Il n’y a plus aucun doute que l’impact du Covid-19 sur les cultures de rente en Afrique est largement négatif. Sur le plan commercial, les cours des produits tropicaux étaient déjà faibles. Entre temps, la demande a chuté et va continuer de chuter en Europe et en Amérique du Nord, avec le confinement qui a changé les habitudes de consommation dans les pays occidentaux.

Les pertes pourraient se monter à 2 milliards de dollars pour les pays africains exportateurs de cacao, comme la Côte d’Ivoire et le Ghana, à 600 millions de dollars pour les pays exportateurs de fleurs, comme le Kenya, qui a en outre dû payer deux fois plus cher les expéditions, les capacités de fret aérien étant réduites de 75 %, puisque les vols de passagers étaient supprimés, selon le cabinet McKinsey.

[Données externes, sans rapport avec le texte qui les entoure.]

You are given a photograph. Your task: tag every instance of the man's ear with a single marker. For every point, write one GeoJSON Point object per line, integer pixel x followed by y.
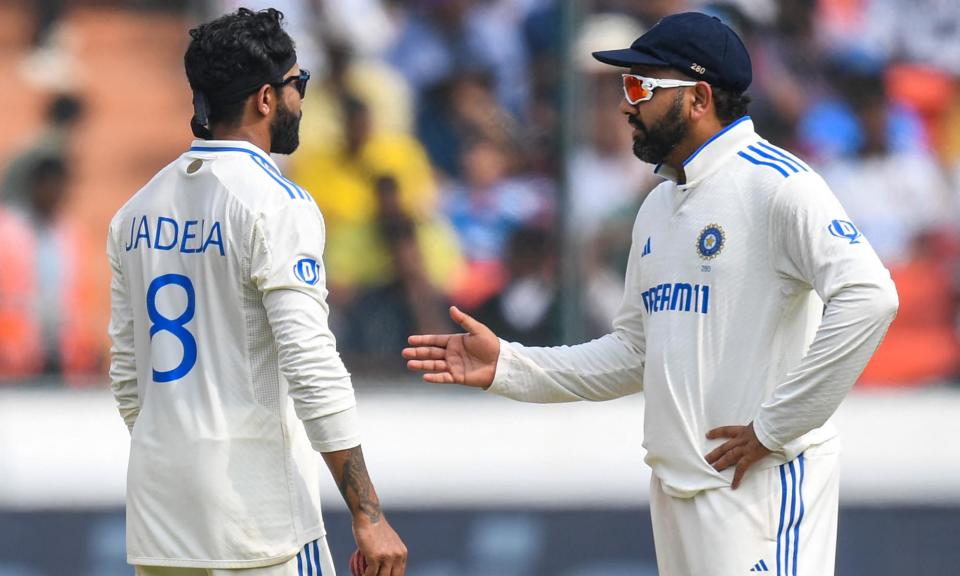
{"type": "Point", "coordinates": [702, 100]}
{"type": "Point", "coordinates": [264, 100]}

Dans le même temps, les exportateurs de fruits et légumes et de noix pourraient perdre 500 millions de dollars. La noix de cajou, en particulier, ne part encore que très peu vers les usines de décorticage de l’Inde, qui sort à peine de son confinement. Les pertes liées aux exportations de café, évaluées entre 100 et 200 millions de dollars sont plus marginales, mais le secteur emploie 7 millions de personnes sur le continent.

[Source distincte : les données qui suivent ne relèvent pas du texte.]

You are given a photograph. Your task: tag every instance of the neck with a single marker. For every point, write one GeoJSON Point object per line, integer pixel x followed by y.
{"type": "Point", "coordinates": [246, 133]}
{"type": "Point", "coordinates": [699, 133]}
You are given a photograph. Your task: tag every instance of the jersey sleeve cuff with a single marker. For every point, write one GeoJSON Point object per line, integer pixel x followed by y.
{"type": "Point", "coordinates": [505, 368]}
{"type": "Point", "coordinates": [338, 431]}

En tout, la baisse des revenus liés aux ventes de produits tropicaux pourrait atteindre 5 milliards de dollars. Seul le thé d’Afrique de l’Est semble avoir bénéficié du Covid-19. Le confinement en Inde a provoqué une chute de production du géant asiatique de 7 %, ce qui a encouragé les exportations de thé du Kenya, particulièrement dynamiques au mois de mars 2020.

Opportunité pour les cultures vivrières ?

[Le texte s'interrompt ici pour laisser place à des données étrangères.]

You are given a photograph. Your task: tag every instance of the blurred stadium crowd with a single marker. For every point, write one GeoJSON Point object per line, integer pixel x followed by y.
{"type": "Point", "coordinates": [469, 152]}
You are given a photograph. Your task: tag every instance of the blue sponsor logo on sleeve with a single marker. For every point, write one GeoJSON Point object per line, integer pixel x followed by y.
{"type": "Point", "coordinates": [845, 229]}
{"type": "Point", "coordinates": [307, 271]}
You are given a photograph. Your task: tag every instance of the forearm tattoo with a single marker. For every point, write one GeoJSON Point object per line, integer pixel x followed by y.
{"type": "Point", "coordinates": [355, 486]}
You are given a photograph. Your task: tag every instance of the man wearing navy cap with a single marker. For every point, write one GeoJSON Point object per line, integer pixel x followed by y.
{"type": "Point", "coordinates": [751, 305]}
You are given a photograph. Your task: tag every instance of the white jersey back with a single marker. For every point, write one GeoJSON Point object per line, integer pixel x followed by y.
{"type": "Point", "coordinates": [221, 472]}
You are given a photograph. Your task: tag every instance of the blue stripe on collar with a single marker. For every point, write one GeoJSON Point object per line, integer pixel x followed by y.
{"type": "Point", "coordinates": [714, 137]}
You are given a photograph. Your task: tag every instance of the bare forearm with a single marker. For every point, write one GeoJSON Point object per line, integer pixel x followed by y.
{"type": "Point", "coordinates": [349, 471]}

Mais la pandémie pourrait être avant tout une opportunité pour les cultures vivrières en Afrique, juge Patrick Dugué, agronome au Cirad, le Centre de coopération internationale en recherche agronomique pour le développement. Si elles parviennent à s’imposer davantage face aux produits importés. Le Maroc n’exportant plus autant d’oignons ou d’oranges vers l’Afrique subsaharienne, les fruits et légumes locaux pourraient en profiter.

En Afrique de l’Ouest, de l’Est et du Sud, les récoltes de maïs, de manioc, de plantain, d’igname, de sorgho ont été abondantes. Les nouveaux semis et les distributions d’engrais ont été réalisés avant l’irruption de l’épidémie, qui a très peu touché les populations rurales. Avec les stocks de sécurité constitués par certains États, les producteurs du Bénin ont par exemple pu vendre à un prix très acceptable leur récolte de la campagne 2019/2020 qu’ils avaient toujours en stock en avril de l’année en cours.